Dans le troisième paragraphe de la page 70 on peut remarquer la présence des verbes « assister » et « préciser ». Ces verbes peuvent marquer une façon de procéder chez Tocqueville, en effet « assister » peut renvoyer à l’observation qu’il fait de la société et « préciser » renverrait à l’étude qu’il en fait, aux conclusions qu’il en tire.
Tocqueville, en étudiant l’Amérique, étudie de ce fait l’histoire de la société anglaise.

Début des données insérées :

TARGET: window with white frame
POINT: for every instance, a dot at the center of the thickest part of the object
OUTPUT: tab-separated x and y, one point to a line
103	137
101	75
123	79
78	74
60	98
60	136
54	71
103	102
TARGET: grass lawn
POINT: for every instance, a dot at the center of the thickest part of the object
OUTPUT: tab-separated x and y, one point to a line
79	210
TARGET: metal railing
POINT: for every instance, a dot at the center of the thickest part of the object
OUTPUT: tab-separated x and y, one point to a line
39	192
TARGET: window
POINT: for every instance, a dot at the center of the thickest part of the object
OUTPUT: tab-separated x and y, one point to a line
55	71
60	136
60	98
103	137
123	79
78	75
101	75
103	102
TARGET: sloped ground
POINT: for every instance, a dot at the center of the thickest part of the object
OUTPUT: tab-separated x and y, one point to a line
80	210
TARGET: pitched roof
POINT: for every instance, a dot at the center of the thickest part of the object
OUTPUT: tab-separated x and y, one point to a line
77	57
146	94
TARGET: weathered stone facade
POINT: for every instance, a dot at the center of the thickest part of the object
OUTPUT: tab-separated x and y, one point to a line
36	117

Pourquoi ne pas s’inspirer de l’Angleterre ? Pourquoi ne pas choisir d’étudier le problème qu’a connu ce pays ce qui a conduit un ensemble de citoyens hors des frontières ? Que manque-t-il à l’Angleterre pour pouvoir correspondre aux critères de l’auteur ? Tocqueville étudie l’Amérique car selon lui c’est le seul pays où l’on puisse observer « les développements naturels et tranquilles d’une société », c’est-à-dire que la source est identifiable, on connaît le « point de départ » pour reprendre l’expression du titre du chapitre. Ainsi Tocqueville pourrait faire une analyse plus profonde sur l’émergence de la société américaine, ce qui pour lui est extrêmement important du point de vue de sa position de sociologue.
D’après l’auteur le sol américain serait une « propriété foncière héréditairement transmise ».

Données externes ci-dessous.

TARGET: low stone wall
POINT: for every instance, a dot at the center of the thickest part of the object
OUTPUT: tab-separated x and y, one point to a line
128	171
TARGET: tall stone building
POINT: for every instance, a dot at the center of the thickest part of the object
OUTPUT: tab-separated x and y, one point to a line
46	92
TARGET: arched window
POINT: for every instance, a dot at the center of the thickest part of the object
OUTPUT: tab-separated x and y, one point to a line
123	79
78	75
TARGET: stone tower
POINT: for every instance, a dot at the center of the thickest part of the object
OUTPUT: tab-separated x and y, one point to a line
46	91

Le choix de l’Amérique par Tocqueville ne se fait pas uniquement pour la raison qu’il est possible de connaître la source de cette société, mais aussi car l’auteur favorise une organisation politique. En effet à la page 72 nous pouvons voir que Tocqueville montre une préférence pour « le gouvernement communal » qu’il définit comme « germe fécond des institutions libres ». Cela vient donc s’ajouter à la raison précédente, car pour fonder la démocratie les hommes doivent évoluer avec l’idée de liberté et c’est ce que permet, d’après Tocqueville, le gouvernement communal, car il le définit comme un « germe », c’est-à-dire comme la source. Ce type de gouvernement serait donc propice à la mise en place de la liberté. De plus ce gouvernement est présent dans l’esprit des anglais arrivant en Amérique, ce qui fait de l’Amérique, en plus de la possibilité à connaître la source de la création de la société démocratique, le sujet idéal pour l’auteur.
Pour Tocqueville la démocratie en Amérique a été possible car à leur arrivée « les émigrants n’avaient aucune idée de supériorité quelconque les uns sur les autres » (page 72). Dans cette mesure, il est possible d’instaurer la démocratie car les émigrants étaient alors dans une relation d’égal à égal. On relève d’ailleurs que l’auteur insiste sur cette notion : « la pauvreté et le malheur sont les meilleurs garants d’égalité que l’on connaisse parmi les hommes » page 72. C’est ici que l’auteur amène une notion clé sur laquelle il s’interroge : pourquoi l’égalité n’a pas permis la liberté ?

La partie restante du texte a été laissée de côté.